26rd edition of the Supercoppa Italiana

The 2022 Supercoppa Italiana (branded as the 2022 Supercoppa Italiana Ferrovie dello Stato Italiane for sponsorship reasons) was the 26rd edition of the Supercoppa Italiana. It was contested by Juventus, the 2021–22 Serie A and 2021–22 Coppa Italia champions and Roma, the runners-up of the two competitions.

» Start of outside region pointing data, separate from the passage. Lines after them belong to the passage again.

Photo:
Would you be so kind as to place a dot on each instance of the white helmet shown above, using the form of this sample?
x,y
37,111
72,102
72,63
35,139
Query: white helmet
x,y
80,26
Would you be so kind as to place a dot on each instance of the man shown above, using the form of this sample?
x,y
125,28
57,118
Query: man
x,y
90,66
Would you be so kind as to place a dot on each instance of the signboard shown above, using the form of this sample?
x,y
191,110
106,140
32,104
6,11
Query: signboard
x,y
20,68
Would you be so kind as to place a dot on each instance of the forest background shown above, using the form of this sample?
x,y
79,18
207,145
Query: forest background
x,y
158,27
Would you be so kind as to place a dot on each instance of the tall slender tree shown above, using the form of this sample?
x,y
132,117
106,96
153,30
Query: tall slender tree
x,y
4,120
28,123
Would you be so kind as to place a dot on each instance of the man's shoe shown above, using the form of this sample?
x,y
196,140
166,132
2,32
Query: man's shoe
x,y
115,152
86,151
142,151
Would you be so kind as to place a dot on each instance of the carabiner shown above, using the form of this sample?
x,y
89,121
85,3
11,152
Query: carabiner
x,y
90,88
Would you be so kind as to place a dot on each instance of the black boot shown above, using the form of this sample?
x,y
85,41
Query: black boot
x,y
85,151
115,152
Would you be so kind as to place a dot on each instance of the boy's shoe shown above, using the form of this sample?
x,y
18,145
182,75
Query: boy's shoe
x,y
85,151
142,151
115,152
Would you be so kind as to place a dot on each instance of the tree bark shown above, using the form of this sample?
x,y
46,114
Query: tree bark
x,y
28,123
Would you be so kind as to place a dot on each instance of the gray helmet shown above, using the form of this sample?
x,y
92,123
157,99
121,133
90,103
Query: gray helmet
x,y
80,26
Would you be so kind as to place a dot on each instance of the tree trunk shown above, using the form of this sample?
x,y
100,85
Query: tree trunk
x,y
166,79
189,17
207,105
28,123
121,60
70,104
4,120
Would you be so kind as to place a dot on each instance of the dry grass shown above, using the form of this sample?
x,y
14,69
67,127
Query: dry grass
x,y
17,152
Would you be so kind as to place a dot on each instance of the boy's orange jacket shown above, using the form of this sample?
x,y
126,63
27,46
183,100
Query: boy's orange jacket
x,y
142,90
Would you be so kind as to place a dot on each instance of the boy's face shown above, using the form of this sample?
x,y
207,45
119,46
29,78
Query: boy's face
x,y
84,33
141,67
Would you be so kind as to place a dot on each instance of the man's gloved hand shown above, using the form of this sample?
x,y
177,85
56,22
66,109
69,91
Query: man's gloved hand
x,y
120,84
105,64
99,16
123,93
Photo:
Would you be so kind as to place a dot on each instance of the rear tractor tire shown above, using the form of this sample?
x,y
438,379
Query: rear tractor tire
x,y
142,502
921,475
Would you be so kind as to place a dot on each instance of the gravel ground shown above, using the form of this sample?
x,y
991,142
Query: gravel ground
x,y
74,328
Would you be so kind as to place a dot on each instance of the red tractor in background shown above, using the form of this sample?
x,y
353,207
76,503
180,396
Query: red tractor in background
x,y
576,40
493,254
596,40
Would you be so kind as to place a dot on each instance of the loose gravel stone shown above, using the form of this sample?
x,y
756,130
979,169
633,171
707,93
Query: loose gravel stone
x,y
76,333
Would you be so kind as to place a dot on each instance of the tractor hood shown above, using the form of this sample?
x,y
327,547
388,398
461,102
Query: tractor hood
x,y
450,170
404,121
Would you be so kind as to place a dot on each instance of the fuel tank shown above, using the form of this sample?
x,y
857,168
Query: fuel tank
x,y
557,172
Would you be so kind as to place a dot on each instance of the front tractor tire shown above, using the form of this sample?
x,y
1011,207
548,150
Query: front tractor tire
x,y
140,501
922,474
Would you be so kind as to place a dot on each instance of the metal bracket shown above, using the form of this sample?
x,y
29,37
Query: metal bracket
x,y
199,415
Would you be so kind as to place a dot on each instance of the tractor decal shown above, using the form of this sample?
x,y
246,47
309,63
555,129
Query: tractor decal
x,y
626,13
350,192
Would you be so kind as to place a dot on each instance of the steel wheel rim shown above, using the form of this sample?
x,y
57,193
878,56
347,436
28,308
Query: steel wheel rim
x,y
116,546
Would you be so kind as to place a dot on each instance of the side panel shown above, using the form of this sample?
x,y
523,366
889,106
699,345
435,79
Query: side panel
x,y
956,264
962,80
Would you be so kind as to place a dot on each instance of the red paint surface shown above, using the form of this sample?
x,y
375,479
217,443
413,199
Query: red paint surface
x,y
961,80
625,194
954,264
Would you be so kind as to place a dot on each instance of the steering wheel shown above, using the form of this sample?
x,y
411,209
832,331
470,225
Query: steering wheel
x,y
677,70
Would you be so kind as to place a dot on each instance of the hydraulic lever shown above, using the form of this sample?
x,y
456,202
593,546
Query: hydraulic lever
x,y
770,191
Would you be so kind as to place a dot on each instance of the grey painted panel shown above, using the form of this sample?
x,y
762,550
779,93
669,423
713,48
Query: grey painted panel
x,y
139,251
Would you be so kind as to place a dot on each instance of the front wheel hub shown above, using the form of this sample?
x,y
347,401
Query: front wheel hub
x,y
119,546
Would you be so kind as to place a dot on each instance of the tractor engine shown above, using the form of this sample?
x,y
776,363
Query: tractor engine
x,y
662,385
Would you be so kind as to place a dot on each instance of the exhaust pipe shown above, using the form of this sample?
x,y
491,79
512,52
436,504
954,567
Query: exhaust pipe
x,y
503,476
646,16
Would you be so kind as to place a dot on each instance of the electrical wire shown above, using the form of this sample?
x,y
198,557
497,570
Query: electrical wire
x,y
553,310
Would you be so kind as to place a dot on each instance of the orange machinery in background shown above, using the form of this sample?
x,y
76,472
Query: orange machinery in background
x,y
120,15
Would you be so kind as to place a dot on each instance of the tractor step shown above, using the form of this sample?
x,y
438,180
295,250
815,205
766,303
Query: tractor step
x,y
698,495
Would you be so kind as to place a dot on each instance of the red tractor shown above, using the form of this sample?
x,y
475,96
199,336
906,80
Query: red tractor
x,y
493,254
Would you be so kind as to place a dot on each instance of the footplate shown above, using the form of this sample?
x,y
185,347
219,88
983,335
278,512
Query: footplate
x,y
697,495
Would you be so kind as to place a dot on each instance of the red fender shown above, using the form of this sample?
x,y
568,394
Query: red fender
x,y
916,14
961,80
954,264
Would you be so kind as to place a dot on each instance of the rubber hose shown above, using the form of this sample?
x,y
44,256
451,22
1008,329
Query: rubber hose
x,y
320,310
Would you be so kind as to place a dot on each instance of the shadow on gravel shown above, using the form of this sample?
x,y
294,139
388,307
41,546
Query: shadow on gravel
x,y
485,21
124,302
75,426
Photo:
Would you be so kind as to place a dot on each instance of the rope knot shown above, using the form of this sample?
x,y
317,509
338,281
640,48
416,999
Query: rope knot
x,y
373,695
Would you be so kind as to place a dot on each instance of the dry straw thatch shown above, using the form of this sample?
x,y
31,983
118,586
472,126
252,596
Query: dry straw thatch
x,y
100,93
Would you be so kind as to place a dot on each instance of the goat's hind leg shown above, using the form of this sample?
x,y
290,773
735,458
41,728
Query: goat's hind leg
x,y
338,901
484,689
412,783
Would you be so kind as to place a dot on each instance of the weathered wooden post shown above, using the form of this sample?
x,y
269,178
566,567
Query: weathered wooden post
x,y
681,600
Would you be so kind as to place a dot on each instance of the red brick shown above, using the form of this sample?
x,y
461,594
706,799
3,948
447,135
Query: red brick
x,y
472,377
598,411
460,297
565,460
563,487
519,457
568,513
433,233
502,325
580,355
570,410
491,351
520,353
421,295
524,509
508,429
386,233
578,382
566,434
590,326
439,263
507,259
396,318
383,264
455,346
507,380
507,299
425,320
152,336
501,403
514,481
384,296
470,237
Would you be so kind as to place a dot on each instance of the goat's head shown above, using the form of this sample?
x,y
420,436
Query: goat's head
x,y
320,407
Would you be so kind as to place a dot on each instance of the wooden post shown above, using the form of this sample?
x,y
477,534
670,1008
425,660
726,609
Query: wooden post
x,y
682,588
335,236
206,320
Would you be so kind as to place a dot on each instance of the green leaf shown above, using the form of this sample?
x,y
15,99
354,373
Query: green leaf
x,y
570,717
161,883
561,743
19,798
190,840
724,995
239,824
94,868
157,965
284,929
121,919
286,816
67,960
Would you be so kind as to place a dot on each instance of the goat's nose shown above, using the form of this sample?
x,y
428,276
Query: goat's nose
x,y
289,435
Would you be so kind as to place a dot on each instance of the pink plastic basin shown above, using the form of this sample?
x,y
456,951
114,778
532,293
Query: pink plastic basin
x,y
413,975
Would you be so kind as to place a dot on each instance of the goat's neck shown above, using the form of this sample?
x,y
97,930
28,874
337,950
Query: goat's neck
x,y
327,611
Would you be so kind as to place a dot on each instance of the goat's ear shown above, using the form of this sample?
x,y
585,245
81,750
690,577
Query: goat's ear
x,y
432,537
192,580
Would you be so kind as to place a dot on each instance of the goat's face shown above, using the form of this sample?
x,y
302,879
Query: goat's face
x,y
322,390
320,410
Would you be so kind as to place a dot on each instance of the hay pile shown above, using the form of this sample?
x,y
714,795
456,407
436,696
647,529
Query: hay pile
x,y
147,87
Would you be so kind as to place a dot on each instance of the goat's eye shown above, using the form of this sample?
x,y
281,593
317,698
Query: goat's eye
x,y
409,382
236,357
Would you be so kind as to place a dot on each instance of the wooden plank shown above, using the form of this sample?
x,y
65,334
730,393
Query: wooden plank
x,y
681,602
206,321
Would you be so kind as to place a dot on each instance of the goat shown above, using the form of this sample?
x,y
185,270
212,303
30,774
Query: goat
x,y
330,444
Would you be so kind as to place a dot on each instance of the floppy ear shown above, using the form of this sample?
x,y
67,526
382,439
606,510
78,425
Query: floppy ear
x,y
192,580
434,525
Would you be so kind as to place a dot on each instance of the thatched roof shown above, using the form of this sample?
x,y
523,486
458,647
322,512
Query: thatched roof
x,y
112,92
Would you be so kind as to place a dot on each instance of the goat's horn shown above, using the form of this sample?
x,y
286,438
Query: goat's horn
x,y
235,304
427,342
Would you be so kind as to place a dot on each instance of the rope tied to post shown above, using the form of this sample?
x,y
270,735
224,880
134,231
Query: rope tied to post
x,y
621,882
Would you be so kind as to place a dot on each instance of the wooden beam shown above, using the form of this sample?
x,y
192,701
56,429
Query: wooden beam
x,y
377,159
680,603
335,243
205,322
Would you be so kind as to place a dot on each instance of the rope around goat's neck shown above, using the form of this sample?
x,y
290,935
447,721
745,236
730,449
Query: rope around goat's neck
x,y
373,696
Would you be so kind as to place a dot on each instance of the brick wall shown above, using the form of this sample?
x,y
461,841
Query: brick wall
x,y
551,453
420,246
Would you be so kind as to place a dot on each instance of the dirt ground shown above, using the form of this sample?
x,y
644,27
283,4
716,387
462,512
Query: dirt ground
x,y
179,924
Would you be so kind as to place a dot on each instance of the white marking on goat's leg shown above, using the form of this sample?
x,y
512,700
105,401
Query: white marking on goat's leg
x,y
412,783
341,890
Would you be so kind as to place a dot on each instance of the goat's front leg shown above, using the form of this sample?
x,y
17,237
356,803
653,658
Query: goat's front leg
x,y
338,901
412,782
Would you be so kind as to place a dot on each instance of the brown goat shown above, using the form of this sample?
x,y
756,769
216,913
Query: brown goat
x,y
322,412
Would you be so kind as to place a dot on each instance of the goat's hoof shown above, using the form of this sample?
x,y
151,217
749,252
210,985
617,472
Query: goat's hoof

The match was played in Parma at Stadio Ennio Tardini on 5 November 2022 and Roma won their first title. This edition was then first, since 2019's edition played between only two teams.

== Match ==

Juventus 1-1 Roma
  Juventus: Boattin 60'
  Roma: Giacinti 19'

| Man of the Match: ROU Camelia Ceasar
 Match rules *90 minutes. *30 minutes of extra time if necessary. *Penalty shoot-out if scores still level. *Maximum of twelve named substitutes. *Maximum of five substitutions, with a sixth allowed in extra time. |

== Broadcasting ==
Italian broadcasters La7 and La7d has secured linear and digital rights to domestic women's club football competitions for the 2021–22
and 2022–23 seasons as part of an extended rights deal with the Italian Football Federation, which includes Supercoppa Italiana.